US President Donald Trump fiercely slammed Pakistan, saying Washington has “foolishly” helped Islamabad more than $33 billion in aid over the last 15 years and has gotten nothing in return but “lies and deceit”.
Trump took to twitter on Monday to rebuke the US Asian ally for giving “Safe haven to the terrorists we hunt in Afghanistan”.
“The United States has foolishly given Pakistan more than 33 billion dollars in aid over the last 15 years, and they have given us nothing but lies & deceit, thinking of our leaders as fools,” Trump wrote on Twitter.
It was not immediately clear what prompted Trump’s criticism of Pakistan but he has long complained that Islamabad is not doing enough to tackle terrorist groups.
The American president’s tirade was responded to briefly by Foreign Minister Khawaja Asif, who said Pakistan would “soon” show the world the “difference between facts and fiction.”
“We will respond to President Trump’s tweet shortly inshallah…Will let the world know the truth..difference between facts & fiction.” Asif wrote on Twitter.
Later in the day, Pakistan’s Foreign Office summoned US Ambassador in Islamabad David Hale to record protest against the accusatory statements tweeted by Trump, DawnNews reported.
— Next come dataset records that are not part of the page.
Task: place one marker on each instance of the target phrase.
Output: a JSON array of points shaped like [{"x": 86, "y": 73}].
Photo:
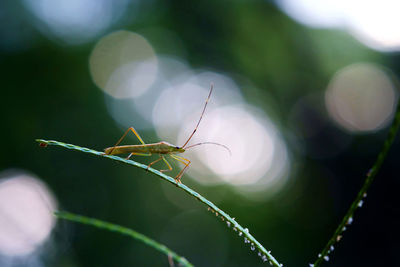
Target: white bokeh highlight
[
  {"x": 123, "y": 64},
  {"x": 361, "y": 98},
  {"x": 75, "y": 21},
  {"x": 374, "y": 23}
]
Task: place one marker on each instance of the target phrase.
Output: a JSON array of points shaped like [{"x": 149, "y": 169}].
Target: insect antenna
[
  {"x": 211, "y": 143},
  {"x": 202, "y": 113}
]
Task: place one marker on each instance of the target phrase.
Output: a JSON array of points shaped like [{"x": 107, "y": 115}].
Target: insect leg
[
  {"x": 123, "y": 136},
  {"x": 157, "y": 160},
  {"x": 186, "y": 162},
  {"x": 166, "y": 162}
]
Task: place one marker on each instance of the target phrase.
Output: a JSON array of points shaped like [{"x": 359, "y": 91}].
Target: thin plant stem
[
  {"x": 358, "y": 202},
  {"x": 125, "y": 231},
  {"x": 231, "y": 222}
]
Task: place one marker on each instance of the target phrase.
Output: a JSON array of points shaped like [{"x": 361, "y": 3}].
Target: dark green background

The US president’s tweet came in the aftermath of an increasingly terse back-and-forth between Washington and Islamabad since Trump announced his administration’s latest national security strategy.
During the announcement, the US president had been quick to remind Pakistan of its ‘obligation’ to help America “because it receives massive payments” from Washington every year.
“We have made clear to Pakistan that while we desire continued partnership, we must see decisive action against terrorist groups operating on their territory. And we make massive payments every year to Pakistan. They have to help,” the US president had said.
The New York Times reported on Dec. 29 that the Trump administration was “strongly considering” whether to withhold $255 million in aid to Pakistan.
It said US officials had sought but been denied access to a member of the Taliban-linked Haqqani network captured in Pakistan who potentially could provide information about at least one American hostage.
Pakistan counters that it has launched military operations to push out militants from its soil and that 17,000 Pakistanis have died fighting militants or in bombings and other attacks since 2001.